J'ai été interrogé sur la plateforme de correspondance de Clermont-Ferrand. Nous avons consenti de grands efforts pour la maintenir en activité. Cette stratégie s'est soldée par un échec économique qui nous conduit à réduire notre présence par manque de passagers à transporter. Ryanair avait ouvert une liaison à destination de Londres ; elle s'est retirée pour les mêmes raisons. En outre, nous devons être en mesure de faire face à la concurrence des compagnies à bas prix qui s'installent sur les sites les plus fréquentés.

En ce qui concerne les Comores, une liaison directe ne nous apparaît pas opportune. Le partenariat avec Kenya Airways donne pleinement satisfaction.

J'ai à plusieurs reprise été interrogé sur les suites que nous donnions à l'éruption du volcan islandais et à la fermeture de l'espace aérien décidée par l'autorité publique. Easy Jet envisage des poursuites judiciaires et même une action de groupe. Nous appelons de notre côté les autorités européennes à prendre conscience des conséquences économiques de leur décision. Nous avons même craint un instant que le règlement européen sur le transport aérien nous contraigne à indemniser l'ensemble des passagers bloqués, durant toute la durée d'interdiction des vols, alors que la cessation du trafic n'était en rien de notre fait. Notre procédure de prise en charge fait cependant l'objet d'un accord avec l'association de consommateurs UFC Que choisir.

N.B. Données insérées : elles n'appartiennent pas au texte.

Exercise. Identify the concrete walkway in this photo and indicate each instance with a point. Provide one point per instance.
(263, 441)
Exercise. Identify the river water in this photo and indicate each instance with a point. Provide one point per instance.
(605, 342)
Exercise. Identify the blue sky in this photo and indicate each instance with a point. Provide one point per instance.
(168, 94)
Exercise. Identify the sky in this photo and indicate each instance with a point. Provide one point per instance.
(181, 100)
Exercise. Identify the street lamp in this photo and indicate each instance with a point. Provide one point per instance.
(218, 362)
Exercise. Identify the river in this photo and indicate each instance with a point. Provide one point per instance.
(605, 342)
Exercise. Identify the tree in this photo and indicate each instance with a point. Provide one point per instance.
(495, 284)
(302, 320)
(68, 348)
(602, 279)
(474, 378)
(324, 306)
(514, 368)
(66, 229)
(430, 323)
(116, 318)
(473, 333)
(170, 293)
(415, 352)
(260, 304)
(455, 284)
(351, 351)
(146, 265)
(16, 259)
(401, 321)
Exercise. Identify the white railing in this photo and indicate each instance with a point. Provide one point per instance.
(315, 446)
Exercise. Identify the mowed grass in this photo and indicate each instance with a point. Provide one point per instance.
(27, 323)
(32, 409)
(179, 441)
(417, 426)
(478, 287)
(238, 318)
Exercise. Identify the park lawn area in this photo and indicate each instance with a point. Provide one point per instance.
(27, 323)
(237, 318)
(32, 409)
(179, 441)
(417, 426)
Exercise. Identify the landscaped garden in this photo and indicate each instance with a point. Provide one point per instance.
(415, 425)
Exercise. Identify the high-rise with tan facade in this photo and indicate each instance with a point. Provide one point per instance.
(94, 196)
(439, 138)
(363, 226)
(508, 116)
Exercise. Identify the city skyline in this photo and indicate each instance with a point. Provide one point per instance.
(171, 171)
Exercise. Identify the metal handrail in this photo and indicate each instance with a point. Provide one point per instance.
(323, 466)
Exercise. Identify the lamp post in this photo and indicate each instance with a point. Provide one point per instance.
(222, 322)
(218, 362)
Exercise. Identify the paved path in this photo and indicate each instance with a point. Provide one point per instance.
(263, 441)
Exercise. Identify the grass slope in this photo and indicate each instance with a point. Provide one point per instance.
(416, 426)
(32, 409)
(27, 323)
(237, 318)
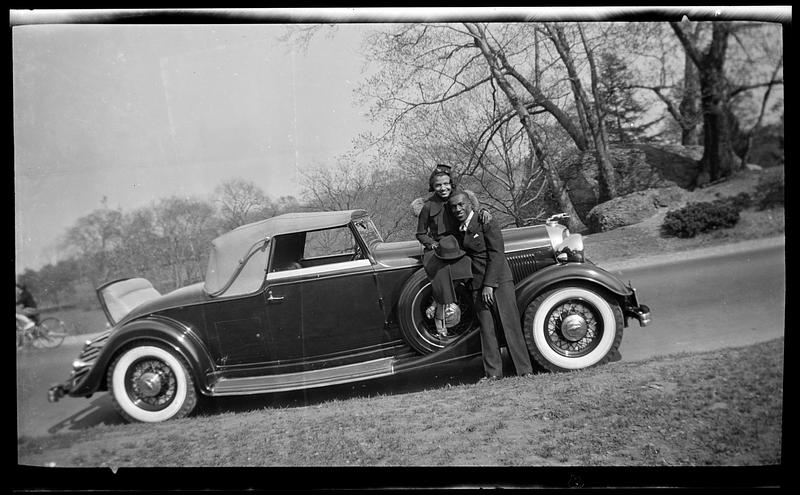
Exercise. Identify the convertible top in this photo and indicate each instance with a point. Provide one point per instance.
(229, 249)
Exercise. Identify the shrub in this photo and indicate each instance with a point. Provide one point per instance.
(695, 218)
(769, 190)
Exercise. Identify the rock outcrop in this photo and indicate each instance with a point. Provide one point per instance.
(639, 168)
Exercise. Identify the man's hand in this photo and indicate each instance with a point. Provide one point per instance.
(488, 295)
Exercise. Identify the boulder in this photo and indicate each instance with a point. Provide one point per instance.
(633, 208)
(637, 168)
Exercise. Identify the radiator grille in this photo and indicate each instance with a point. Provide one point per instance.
(522, 264)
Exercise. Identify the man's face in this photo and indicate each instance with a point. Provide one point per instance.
(442, 186)
(460, 206)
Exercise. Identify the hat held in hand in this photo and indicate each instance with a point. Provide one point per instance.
(449, 249)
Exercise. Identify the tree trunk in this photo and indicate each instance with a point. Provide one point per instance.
(717, 162)
(717, 138)
(689, 105)
(608, 187)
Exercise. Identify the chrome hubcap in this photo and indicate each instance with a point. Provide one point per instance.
(573, 328)
(149, 384)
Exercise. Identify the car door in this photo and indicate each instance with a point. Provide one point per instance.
(327, 307)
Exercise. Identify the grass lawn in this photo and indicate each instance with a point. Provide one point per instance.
(721, 408)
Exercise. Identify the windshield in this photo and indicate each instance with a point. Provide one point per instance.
(366, 229)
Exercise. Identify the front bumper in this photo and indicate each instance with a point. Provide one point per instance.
(74, 385)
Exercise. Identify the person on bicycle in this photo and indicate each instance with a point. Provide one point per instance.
(27, 313)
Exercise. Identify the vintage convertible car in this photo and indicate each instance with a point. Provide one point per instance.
(314, 299)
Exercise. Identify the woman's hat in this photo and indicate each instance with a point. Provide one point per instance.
(449, 249)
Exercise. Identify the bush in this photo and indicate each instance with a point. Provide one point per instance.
(695, 218)
(769, 191)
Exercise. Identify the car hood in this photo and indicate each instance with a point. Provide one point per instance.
(191, 294)
(410, 252)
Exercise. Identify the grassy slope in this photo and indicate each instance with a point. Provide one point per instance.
(715, 408)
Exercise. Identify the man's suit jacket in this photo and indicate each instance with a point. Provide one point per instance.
(484, 245)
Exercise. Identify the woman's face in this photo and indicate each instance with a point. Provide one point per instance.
(441, 186)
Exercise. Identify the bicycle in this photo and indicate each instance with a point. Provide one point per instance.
(49, 333)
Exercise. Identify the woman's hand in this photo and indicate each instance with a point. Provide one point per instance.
(488, 295)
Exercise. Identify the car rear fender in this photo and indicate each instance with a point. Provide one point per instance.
(586, 273)
(155, 329)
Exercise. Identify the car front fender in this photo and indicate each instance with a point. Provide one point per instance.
(155, 329)
(534, 284)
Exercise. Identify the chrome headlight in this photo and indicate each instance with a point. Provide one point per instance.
(557, 234)
(570, 249)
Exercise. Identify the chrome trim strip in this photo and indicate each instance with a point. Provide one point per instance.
(304, 379)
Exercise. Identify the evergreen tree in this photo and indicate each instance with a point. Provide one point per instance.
(622, 111)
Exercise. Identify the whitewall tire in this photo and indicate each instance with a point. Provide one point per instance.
(573, 327)
(149, 384)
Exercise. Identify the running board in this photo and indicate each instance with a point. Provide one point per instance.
(304, 379)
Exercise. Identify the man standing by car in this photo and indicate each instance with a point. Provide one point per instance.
(492, 288)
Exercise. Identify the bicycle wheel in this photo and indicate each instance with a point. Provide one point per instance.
(50, 333)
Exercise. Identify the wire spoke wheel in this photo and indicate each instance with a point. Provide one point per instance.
(573, 327)
(149, 383)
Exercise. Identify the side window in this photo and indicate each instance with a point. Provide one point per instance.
(338, 244)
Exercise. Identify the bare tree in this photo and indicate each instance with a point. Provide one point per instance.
(381, 191)
(719, 121)
(93, 239)
(241, 201)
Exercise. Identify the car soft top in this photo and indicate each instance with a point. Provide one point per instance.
(235, 248)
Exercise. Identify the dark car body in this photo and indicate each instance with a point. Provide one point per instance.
(348, 308)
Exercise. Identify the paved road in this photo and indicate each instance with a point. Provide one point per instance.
(704, 300)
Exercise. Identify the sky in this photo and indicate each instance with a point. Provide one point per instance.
(135, 113)
(139, 112)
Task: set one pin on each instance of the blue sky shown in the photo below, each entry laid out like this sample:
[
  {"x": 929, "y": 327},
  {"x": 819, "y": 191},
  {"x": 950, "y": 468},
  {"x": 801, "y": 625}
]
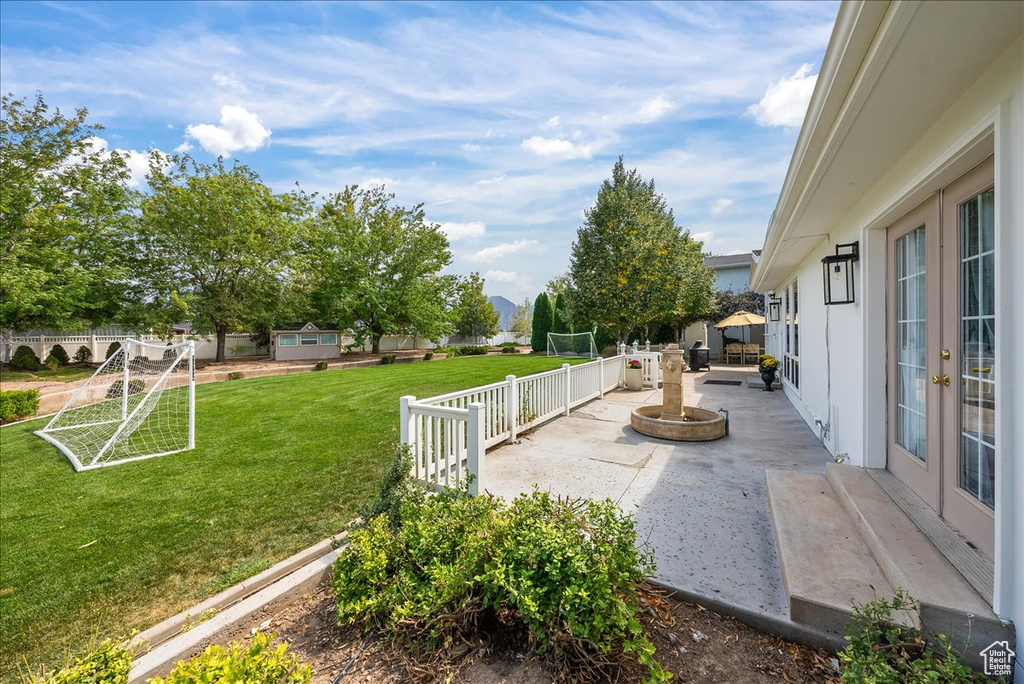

L'indemnisation des familles de victimes du vol AF447 est prise en charge par les assurances. Il n'y a pas de difficulté de notre point de vue. Un tiers environ des dossiers sont en discussion sur les montants et les modalités. Je crains que d'autres ne cèdent aux sollicitations de cabinets d'avocats anglo-saxons qui promettent des sommes bien supérieures à travers une action en justice. La recherche continue des boites noires a peut-être également conduit certains à attendre d'en savoir plus avant de prendre une décision. Quoi qu'il en soit, je ne comprends pas l'accusation de manque de transparence portée à l'encontre d'Air France : nous publions tous les documents en notre possession sur notre site Internet, nous exécutons immédiatement les mesures de précautions recommandées comme le remplacement de toutes les sondes de vitesse. Je crois plutôt qu'il s'agit d'une légitime impatience des familles de victimes devant les délais de l'enquête et d'une compréhensible frustration face à l'absence de cause identifiée de l'accident aérien.

Enfin, les dernières statistiques dont je dispose font état d'une baisse de la conflictualité des rapports sociaux dans l'entreprise.